Jazz dance devotees struggled to explain to the uninitiated why it was so irresistible, sweeping them away in emotion.  And that was exactly what Ireland's religious and moral guardians feared.

The Gaelic Athletic Association (GAA) even waded in, with some imposing a strict ban on any such dancing at their functions. At the annual convention, one GAA secretary argued: ‘A man who plays Gaelic football and goes to jazz dances – "foreign" dances – is the hallmark of shoneenism!’ [a pejorative term  used to describe Irish people who are viewed as engaging in excessive Anglophilia or snobbery.] The secretary favored a complete ban on jazz dancing for all GAA members – who, being young and athletic, loved jazz in all forms.

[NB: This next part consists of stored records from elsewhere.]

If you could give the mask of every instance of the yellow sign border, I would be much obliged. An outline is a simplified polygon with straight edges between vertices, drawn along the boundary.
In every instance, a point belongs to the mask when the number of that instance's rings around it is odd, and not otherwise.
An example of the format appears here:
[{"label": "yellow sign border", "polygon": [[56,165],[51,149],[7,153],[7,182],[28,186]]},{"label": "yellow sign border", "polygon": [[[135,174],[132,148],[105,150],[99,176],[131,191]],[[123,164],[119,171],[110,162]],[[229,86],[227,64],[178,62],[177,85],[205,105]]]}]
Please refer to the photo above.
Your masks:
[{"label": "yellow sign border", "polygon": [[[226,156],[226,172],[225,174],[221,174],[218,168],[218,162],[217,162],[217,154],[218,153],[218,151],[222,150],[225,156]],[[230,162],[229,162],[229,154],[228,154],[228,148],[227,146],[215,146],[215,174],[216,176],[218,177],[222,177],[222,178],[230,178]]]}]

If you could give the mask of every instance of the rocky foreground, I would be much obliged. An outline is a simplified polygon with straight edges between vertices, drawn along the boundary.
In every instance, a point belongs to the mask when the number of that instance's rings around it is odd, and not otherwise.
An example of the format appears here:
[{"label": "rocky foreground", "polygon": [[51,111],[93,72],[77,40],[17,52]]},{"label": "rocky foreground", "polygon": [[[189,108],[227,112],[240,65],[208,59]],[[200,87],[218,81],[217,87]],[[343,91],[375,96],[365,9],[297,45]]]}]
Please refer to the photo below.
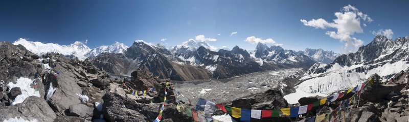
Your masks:
[{"label": "rocky foreground", "polygon": [[[368,87],[361,93],[359,104],[351,104],[343,113],[334,115],[335,121],[407,121],[408,73],[397,74],[393,83]],[[141,71],[131,74],[131,79],[116,79],[86,59],[72,59],[58,54],[39,56],[21,45],[0,42],[0,121],[152,121],[160,115],[164,101],[161,121],[192,121],[185,109],[194,109],[195,105],[177,98],[179,94],[174,92],[172,83],[167,84],[165,80]],[[373,78],[375,82],[379,82],[376,75]],[[20,82],[22,78],[30,81],[24,84]],[[123,83],[135,90],[156,88],[146,96],[133,95]],[[165,89],[167,100],[164,99]],[[300,105],[289,104],[280,89],[275,89],[222,104],[273,109],[304,105],[320,99],[304,98],[299,101]],[[305,121],[317,114],[332,111],[335,107],[324,105],[318,113],[315,111],[301,117],[281,116],[252,121]],[[223,114],[216,107],[213,115]],[[235,120],[239,119],[231,120]]]}]

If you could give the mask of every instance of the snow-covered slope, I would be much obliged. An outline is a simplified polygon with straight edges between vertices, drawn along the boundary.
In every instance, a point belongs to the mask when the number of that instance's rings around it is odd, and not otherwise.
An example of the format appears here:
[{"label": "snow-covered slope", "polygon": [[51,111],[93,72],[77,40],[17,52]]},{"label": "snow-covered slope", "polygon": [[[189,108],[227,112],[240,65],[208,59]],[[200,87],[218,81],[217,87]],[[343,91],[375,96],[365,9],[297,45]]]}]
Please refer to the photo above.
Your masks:
[{"label": "snow-covered slope", "polygon": [[304,55],[308,56],[311,59],[316,62],[323,63],[331,63],[335,59],[339,54],[334,52],[332,51],[326,51],[320,48],[310,49],[307,48],[304,51],[299,51]]},{"label": "snow-covered slope", "polygon": [[210,45],[206,41],[196,41],[193,39],[184,42],[182,44],[178,45],[170,50],[173,53],[181,53],[187,51],[195,51],[201,46],[213,51],[217,50],[217,48]]},{"label": "snow-covered slope", "polygon": [[86,58],[84,56],[86,53],[91,49],[86,45],[80,42],[75,42],[74,44],[69,45],[60,45],[58,44],[46,43],[44,44],[39,42],[32,42],[24,39],[18,39],[13,43],[14,45],[21,44],[28,50],[41,55],[47,52],[56,52],[63,55],[74,55],[80,59]]},{"label": "snow-covered slope", "polygon": [[355,86],[374,73],[385,81],[409,67],[408,41],[407,37],[394,41],[377,36],[355,53],[340,55],[330,64],[315,64],[296,87],[307,93],[329,94]]},{"label": "snow-covered slope", "polygon": [[101,46],[92,49],[87,53],[85,56],[86,57],[95,57],[99,54],[104,52],[109,52],[112,53],[122,53],[126,51],[126,49],[128,47],[123,43],[119,42],[115,42],[111,45],[101,45]]}]

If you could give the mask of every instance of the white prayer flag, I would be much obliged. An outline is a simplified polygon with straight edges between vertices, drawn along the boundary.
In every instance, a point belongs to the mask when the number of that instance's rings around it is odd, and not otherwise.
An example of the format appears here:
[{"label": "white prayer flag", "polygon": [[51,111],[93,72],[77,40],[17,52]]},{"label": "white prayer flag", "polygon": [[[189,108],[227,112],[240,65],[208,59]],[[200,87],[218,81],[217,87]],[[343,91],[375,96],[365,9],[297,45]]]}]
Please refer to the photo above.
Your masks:
[{"label": "white prayer flag", "polygon": [[252,118],[260,119],[261,117],[261,110],[253,110],[252,109]]},{"label": "white prayer flag", "polygon": [[333,98],[332,98],[332,99],[331,99],[331,102],[334,102],[335,100],[336,100],[336,99],[338,99],[338,96],[339,96],[339,94],[336,94],[336,95],[332,96],[333,97]]},{"label": "white prayer flag", "polygon": [[300,106],[298,109],[298,114],[304,114],[307,113],[307,109],[308,109],[308,105]]},{"label": "white prayer flag", "polygon": [[215,105],[216,105],[216,104],[213,102],[210,101],[206,101],[206,105],[204,106],[204,112],[210,114],[213,114]]}]

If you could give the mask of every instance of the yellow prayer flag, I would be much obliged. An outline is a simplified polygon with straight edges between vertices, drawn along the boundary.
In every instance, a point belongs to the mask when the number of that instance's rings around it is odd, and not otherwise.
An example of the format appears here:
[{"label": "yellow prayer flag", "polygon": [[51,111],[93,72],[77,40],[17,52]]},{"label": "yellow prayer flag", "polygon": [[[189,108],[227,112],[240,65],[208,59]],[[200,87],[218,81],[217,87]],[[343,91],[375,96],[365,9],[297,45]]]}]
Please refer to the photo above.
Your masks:
[{"label": "yellow prayer flag", "polygon": [[290,108],[282,108],[281,109],[281,112],[282,112],[284,114],[284,115],[287,115],[287,116],[290,115]]},{"label": "yellow prayer flag", "polygon": [[326,115],[326,114],[323,113],[321,114],[321,115],[317,116],[316,118],[315,118],[315,122],[321,122],[324,120],[324,119],[325,118]]},{"label": "yellow prayer flag", "polygon": [[322,105],[325,104],[325,102],[327,102],[327,99],[326,98],[324,98],[324,99],[321,99],[321,100],[320,101],[320,105]]},{"label": "yellow prayer flag", "polygon": [[351,91],[352,91],[352,89],[354,89],[354,87],[352,87],[352,88],[351,88],[351,89],[349,89],[349,90],[348,90],[348,92],[347,92],[347,94],[348,94],[348,93],[350,93]]},{"label": "yellow prayer flag", "polygon": [[235,118],[241,117],[241,108],[232,107],[232,116]]}]

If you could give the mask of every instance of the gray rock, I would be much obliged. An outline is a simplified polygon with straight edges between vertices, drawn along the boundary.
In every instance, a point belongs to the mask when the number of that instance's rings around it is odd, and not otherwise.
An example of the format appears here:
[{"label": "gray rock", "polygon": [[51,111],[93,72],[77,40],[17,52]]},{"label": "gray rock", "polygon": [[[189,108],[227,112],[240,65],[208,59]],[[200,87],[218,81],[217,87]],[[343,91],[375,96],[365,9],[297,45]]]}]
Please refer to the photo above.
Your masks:
[{"label": "gray rock", "polygon": [[403,116],[400,117],[395,117],[395,119],[396,119],[396,121],[398,122],[404,122],[408,121],[408,117],[409,117],[409,116]]},{"label": "gray rock", "polygon": [[54,68],[54,70],[60,72],[58,76],[58,88],[50,98],[50,102],[55,108],[61,109],[62,111],[59,112],[62,112],[70,106],[77,105],[81,102],[79,99],[79,97],[76,94],[81,94],[82,90],[76,82],[76,81],[78,81],[78,79],[72,72],[59,65]]},{"label": "gray rock", "polygon": [[363,111],[361,114],[358,122],[379,121],[379,118],[375,113],[369,111]]},{"label": "gray rock", "polygon": [[12,100],[14,100],[17,96],[21,94],[21,89],[17,87],[12,88],[9,92],[9,94],[8,94],[9,98]]},{"label": "gray rock", "polygon": [[78,104],[70,106],[69,110],[70,114],[72,115],[86,118],[93,115],[94,108],[82,104]]},{"label": "gray rock", "polygon": [[45,100],[34,96],[29,97],[22,103],[14,106],[0,106],[0,121],[19,116],[26,120],[54,121],[57,117]]}]

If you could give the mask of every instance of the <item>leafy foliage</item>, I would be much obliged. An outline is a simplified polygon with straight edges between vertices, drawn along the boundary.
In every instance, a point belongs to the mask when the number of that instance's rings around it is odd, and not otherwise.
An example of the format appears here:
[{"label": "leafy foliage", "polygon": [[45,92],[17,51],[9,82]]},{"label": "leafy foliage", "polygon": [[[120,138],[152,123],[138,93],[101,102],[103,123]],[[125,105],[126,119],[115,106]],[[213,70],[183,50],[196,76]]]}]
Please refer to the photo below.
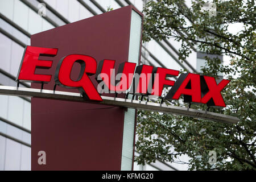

The growing hysteria around jazz in the 1920s and 30s reached a climax in 1934, when on New Years’ Day, the Anti-Jazz Movement took to the streets of Limerick for a protest, an event at which the Finance Minister, Sean O’Ceallagh, was criticized by the speaker for “jazzing the soul of the nation away.”

Fun Fact: In the UK, the musicians' union effectively banned American jazz musicians from touring the country for about 20 years, from 1934 to 1956 —a ban that was partly motivated by a desire to protect British musicians' jobs.